Center for Human Genome Variation, Duke Institute for Genome Sciences and Policy, Duke University, Durham, North Carolina, USA.
PLoS Genet. 2009 Dec;5(12):e1000791. doi: 10.1371/journal.pgen.1000791. Epub 2009 Dec 24.
To extend the understanding of host genetic determinants of HIV-1 control, we performed a genome-wide association study in a cohort of 2,554 infected Caucasian subjects. The study was powered to detect common genetic variants explaining down to 1.3% of the variability in viral load at set point. We provide overwhelming confirmation of three associations previously reported in a genome-wide study and show further independent effects of both common and rare variants in the Major Histocompatibility Complex region (MHC). We also examined the polymorphisms reported in previous candidate gene studies and fail to support a role for any variant outside of the MHC or the chemokine receptor cluster on chromosome 3. In addition, we evaluated functional variants, copy-number polymorphisms, epistatic interactions, and biological pathways. This study thus represents a comprehensive assessment of common human genetic variation in HIV-1 control in Caucasians.
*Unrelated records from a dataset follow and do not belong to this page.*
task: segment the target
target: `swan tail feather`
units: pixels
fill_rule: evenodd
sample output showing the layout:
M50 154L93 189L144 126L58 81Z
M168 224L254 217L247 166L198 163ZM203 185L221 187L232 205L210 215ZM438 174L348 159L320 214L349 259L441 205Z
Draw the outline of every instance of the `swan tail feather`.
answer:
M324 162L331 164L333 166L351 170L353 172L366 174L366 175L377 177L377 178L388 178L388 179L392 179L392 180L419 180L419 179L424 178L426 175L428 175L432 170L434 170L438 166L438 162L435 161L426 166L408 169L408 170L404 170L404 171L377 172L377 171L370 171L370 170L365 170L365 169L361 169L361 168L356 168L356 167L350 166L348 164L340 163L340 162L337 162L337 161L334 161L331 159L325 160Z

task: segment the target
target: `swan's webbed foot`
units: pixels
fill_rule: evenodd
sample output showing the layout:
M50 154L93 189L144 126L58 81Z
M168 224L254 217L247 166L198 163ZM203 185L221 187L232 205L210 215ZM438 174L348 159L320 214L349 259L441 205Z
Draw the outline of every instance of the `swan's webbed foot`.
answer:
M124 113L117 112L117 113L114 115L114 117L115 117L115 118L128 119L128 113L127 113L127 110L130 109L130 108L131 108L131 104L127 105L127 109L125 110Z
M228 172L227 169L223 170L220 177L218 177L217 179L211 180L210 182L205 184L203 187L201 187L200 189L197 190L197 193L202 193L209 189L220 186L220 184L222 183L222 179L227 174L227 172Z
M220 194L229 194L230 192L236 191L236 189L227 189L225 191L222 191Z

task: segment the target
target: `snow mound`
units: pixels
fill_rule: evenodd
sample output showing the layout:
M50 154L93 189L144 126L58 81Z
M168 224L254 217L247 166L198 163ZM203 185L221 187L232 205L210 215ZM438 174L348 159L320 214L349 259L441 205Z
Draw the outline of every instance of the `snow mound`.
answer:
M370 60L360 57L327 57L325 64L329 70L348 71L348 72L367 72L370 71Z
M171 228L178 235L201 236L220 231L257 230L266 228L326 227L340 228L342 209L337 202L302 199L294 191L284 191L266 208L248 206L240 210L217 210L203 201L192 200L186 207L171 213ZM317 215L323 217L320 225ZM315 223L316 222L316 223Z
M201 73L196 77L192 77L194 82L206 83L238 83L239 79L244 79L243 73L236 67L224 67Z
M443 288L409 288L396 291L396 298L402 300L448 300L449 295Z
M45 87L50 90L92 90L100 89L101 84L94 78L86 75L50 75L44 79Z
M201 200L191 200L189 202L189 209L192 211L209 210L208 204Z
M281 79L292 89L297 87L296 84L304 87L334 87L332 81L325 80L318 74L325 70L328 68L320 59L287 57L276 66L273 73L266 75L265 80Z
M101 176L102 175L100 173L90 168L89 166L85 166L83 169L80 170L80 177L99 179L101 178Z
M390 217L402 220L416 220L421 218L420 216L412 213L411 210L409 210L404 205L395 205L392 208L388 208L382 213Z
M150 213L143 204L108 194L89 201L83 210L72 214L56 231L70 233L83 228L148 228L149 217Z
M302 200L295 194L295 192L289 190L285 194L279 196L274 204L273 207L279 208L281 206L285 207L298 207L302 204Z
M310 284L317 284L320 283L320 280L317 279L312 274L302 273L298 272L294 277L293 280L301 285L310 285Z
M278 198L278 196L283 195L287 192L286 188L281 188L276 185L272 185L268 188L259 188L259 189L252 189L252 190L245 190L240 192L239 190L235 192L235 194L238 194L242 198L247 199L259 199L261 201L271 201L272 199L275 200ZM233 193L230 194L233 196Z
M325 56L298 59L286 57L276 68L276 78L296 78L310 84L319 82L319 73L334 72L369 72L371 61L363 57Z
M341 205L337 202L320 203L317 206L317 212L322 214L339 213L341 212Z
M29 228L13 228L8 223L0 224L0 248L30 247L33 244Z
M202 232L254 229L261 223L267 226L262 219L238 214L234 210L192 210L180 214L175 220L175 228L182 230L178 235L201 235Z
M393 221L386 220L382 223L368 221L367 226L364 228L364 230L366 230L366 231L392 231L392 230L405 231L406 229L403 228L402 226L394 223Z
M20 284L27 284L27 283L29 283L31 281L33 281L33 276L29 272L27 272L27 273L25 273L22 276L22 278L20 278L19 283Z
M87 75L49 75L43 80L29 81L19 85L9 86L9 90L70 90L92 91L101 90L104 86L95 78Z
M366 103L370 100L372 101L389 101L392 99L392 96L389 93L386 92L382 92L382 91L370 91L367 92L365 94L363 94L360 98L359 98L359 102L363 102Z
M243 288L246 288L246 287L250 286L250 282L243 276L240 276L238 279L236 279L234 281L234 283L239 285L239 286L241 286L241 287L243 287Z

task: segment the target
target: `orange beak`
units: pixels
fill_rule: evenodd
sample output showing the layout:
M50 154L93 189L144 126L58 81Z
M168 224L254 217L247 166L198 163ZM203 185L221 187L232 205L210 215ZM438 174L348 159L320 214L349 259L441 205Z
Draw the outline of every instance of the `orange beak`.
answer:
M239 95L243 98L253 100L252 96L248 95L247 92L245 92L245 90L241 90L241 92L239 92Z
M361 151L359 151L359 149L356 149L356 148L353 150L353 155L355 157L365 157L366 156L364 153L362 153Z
为了更深入地了解宿主遗传因素对 HIV-1 控制的影响,我们对 2554 名感染的白种人受试者进行了全基因组关联研究。该研究的目的是检测常见的遗传变异,以解释在固定点时病毒载量可降低 1.3%的变异。我们对全基因组研究中以前报道的三个关联进行了压倒性的确认,并进一步显示了主要组织相容性复合体(MHC)区域中常见和罕见变异的独立影响。我们还检查了以前候选基因研究中报道的多态性,但没有支持 MHC 以外或染色体 3 上趋化因子受体簇的任何变异的作用。此外,我们还评估了功能变体、拷贝数多态性、上位性相互作用和生物学途径。因此,这项研究代表了对白人中 HIV-1 控制的常见人类遗传变异的全面评估。